简体   繁体   English

pyspark - 在列之间

[英]pyspark - isin between columns

I am trying to use isin function to check if a value of a pyspark datarame column appears on the same row of another column.我正在尝试使用isin函数来检查 pyspark datarame 列的值是否出现在另一列的同一行上。
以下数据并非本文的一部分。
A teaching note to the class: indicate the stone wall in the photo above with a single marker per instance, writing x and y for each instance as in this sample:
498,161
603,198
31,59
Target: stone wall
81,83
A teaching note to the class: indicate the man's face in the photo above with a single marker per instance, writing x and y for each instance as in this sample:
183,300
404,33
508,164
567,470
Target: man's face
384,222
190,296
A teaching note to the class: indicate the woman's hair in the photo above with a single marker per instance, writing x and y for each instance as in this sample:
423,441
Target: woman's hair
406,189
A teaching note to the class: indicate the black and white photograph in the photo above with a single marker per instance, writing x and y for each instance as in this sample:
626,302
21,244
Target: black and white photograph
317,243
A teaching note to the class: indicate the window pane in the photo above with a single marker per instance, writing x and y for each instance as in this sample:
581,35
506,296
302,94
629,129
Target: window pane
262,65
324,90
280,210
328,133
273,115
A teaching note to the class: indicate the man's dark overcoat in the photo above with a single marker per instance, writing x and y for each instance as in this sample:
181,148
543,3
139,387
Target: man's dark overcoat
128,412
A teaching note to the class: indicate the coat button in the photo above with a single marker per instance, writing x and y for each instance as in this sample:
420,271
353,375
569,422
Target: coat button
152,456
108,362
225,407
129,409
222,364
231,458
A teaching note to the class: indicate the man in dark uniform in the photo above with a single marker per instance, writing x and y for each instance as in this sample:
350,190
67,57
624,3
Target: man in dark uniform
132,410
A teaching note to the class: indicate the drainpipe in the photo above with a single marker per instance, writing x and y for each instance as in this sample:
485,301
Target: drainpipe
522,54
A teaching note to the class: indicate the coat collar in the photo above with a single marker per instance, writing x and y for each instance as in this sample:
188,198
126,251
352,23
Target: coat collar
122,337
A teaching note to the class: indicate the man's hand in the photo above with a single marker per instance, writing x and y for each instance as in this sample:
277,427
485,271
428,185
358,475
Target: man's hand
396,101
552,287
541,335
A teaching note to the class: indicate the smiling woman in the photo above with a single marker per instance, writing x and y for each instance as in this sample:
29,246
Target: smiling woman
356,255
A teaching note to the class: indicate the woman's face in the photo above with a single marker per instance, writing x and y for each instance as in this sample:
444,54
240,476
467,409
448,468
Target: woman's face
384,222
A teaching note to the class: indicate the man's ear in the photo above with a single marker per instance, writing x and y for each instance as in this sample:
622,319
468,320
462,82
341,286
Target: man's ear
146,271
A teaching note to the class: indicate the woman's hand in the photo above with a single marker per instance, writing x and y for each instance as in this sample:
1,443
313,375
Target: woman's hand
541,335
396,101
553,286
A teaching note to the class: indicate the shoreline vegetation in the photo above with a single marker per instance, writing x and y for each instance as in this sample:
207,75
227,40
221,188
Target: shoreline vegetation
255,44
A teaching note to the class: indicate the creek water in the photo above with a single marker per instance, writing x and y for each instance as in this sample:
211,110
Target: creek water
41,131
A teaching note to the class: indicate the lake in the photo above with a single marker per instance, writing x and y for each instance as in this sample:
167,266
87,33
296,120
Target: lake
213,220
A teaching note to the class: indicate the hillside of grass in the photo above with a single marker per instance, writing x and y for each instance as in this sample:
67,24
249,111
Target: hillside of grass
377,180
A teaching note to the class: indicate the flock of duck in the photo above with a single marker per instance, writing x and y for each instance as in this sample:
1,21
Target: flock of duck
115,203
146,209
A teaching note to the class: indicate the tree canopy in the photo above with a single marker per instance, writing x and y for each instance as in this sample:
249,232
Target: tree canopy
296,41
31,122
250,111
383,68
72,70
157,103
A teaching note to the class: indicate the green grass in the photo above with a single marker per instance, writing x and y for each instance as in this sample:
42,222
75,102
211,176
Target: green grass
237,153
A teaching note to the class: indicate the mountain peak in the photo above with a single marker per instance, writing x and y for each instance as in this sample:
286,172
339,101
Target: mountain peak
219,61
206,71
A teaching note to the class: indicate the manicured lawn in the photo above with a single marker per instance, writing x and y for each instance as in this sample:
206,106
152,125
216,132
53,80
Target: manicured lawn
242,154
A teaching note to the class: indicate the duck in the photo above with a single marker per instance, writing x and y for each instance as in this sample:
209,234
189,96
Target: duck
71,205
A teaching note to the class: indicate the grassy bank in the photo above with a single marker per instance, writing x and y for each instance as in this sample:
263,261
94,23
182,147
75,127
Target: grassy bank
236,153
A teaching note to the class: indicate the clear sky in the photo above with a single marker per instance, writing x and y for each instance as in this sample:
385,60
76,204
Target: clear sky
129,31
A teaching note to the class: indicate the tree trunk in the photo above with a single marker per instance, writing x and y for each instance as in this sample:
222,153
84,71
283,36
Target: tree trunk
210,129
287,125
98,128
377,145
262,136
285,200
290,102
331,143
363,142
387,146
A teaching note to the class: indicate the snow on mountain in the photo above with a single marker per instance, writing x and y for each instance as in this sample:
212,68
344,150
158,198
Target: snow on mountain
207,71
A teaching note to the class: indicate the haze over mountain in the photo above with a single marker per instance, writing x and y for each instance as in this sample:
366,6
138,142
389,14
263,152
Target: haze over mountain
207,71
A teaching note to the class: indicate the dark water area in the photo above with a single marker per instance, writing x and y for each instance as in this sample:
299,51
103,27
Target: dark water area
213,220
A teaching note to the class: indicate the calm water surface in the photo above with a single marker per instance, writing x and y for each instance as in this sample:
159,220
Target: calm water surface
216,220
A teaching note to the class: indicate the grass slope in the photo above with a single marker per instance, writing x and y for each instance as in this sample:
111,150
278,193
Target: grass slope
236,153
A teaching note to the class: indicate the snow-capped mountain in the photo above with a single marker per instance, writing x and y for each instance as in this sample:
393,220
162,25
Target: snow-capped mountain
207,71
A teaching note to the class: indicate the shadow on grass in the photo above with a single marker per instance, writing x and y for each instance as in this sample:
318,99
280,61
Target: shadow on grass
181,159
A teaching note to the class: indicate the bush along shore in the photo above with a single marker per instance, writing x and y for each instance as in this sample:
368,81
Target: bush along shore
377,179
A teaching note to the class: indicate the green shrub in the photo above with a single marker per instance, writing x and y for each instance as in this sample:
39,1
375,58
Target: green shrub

+---+-------------+----+------------+--------+
| ID|         date| loc|   main_list|  GOAL_f|
+---+-------------+----+------------+--------+
|ID1|   2017-07-01|  L1|        [L1]|       1|
|ID1|   2017-07-02|  L1|        [L1]|       1|
|ID1|   2017-07-03|  L2|        [L1]|       0|
|ID1|   2017-07-04|  L2|     [L1,L2]|       1|
|ID1|   2017-07-05|  L1|     [L1,L2]|       1|
|ID1|   2017-07-06|  L3|     [L1,L2]|       0|
|ID1|   2017-07-07|  L3|  [L1,L2,L3]|       1|
+---+-------------+----+------------+--------+

But I am getting errors when trying to collect the main_list for comparison.但是在尝试收集 main_list 进行比较时出现错误。 Here is what I tried unsuccessfully:这是我尝试失败的方法:

df.withColumn('GOAL_f', F.col('loc').isin(F.col('main_list').collect())

Consolidated code:合并代码:

w = Window.partitionBy('id').orderBy('date').rowsBetween(Window.unboundedPreceeding,-1)
df.withColumn('main_list', F.collect_set('loc').over(w))
  .withColumn('GOAL_f', F.col('loc').isin(F.col('main_list').collect())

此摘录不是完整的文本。